Of course, there is no crystal ball to tell us who will prevail on November 5.

The polls, as much as they can be trusted, show Vice President Kamala Harris and former President Donald Trump running neck and neck in what many observers believe could be the closest election in decades.

Even so, the performance of US stocks has an uncanny track record of predicting the outcome of presidential elections.

Since 1928, the S&P 500 – which tracks the performance of 500 of the largest firms listed in the US – has pointed to the winner in 20 out of 24 elections, according to an analysis by financial services company LPL Financial.

When US stocks were up during the three months before election day, the incumbent party kept the White House on 12 out of 15 occasions.

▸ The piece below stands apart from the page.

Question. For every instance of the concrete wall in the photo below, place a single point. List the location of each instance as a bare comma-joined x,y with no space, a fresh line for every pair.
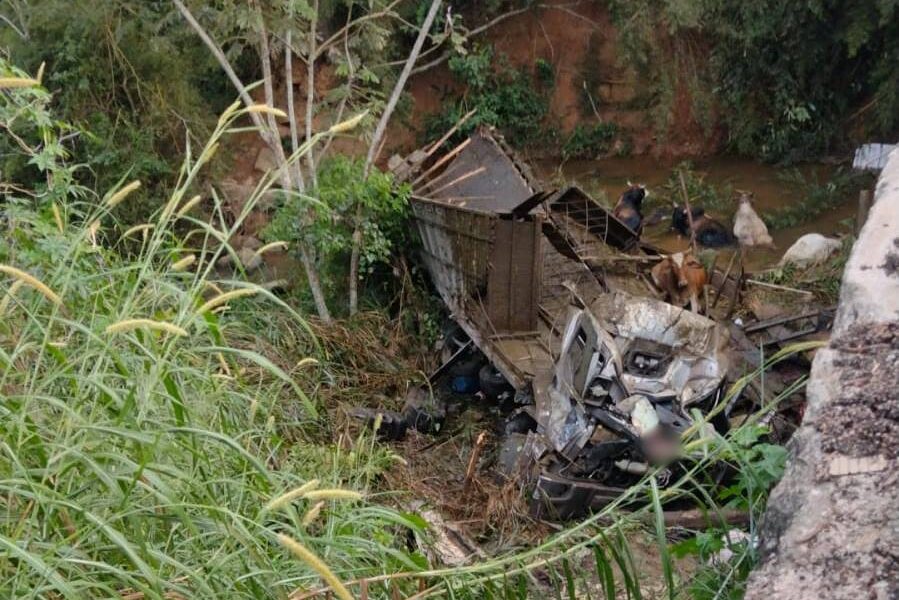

And the party in power lost eight out of the last nine times that the market was in negative territory leading up to the vote.

It is not a bad track record as forecasting models go.

With less than two weeks until the election, the S&P 500 is up a healthy 11.8 percent since early August.

Assuming US stocks do not take a dramatic tumble in the final days of the campaign, the historical trend clearly favours Harris.

However, caveats abound.

Unfortunately for Harris, voters do not appear to associate the stock market’s strong performance with the economy doing well.

While an estimated 61 percent of Americans own shares, a large segment of voters has no exposure to the market.

In an Associated Press-NORC Center for Public Affairs Research poll released this week, 62 percent of registered voters, including overwhelming majorities of Republicans and independents, rated the state of the economy as “bad”.

On the plus side for Harris, voters expressed growing confidence in the Democrat’s ability to handle economic issues, suggesting that Trump’s once-clear advantage on the economy has all but disappeared.

The prevailing gloom is despite the fact that, by most metrics, including gross domestic product (GDP) growth and the unemployment rate, the US economy is performing at a level that would be the envy of most developed countries.

One of the most plausible and frequently offered reasons for the negative sentiment is that consumers are weary of higher prices – even though inflation, which last month fell to 2.4. percent, is now close to the Federal Reserve’s target after surging during the COVID-19 pandemic.

While wages have been growing faster than inflation for well over a year, they have still not grown enough to fully offset the rise in the cost of living since the pandemic.

Whereas prices rose about 20 percent between January 2021 and June of this year, wages only increased 17.4 percent, according to an analysis by Bankrate using Department of Labor statistics.

Although wage growth has continued to beat inflation since then – coming in at 4.2 percent versus 2.6 percent during July-September – Bankrate predicts that the post-pandemic gap will not fully close until the second quarter of 2025.

No matter how many positive economic statistics are rolled out to tout the current administration’s record, consumers are reminded that prices for everyday items cost considerably more than they used to every time they are at the supermarket checkout.

Another good reason to be cautious about reading too much into the stock market’s predictive powers is that we appear to be living in an era of politics that does not follow any rulebook.

Much as his 2016 victory smashed numerous precedents, Trump’s very place on the Republican ticket, in spite of four criminal indictments, numerous scandals and years of negative media coverage, is a challenge to conventional wisdom.

Indeed, the last time the S&P 500 failed to predict the next occupant of the White House was the most recent election.

After presiding over a 2.3 percent market gain, Trump lost to President Joe Biden.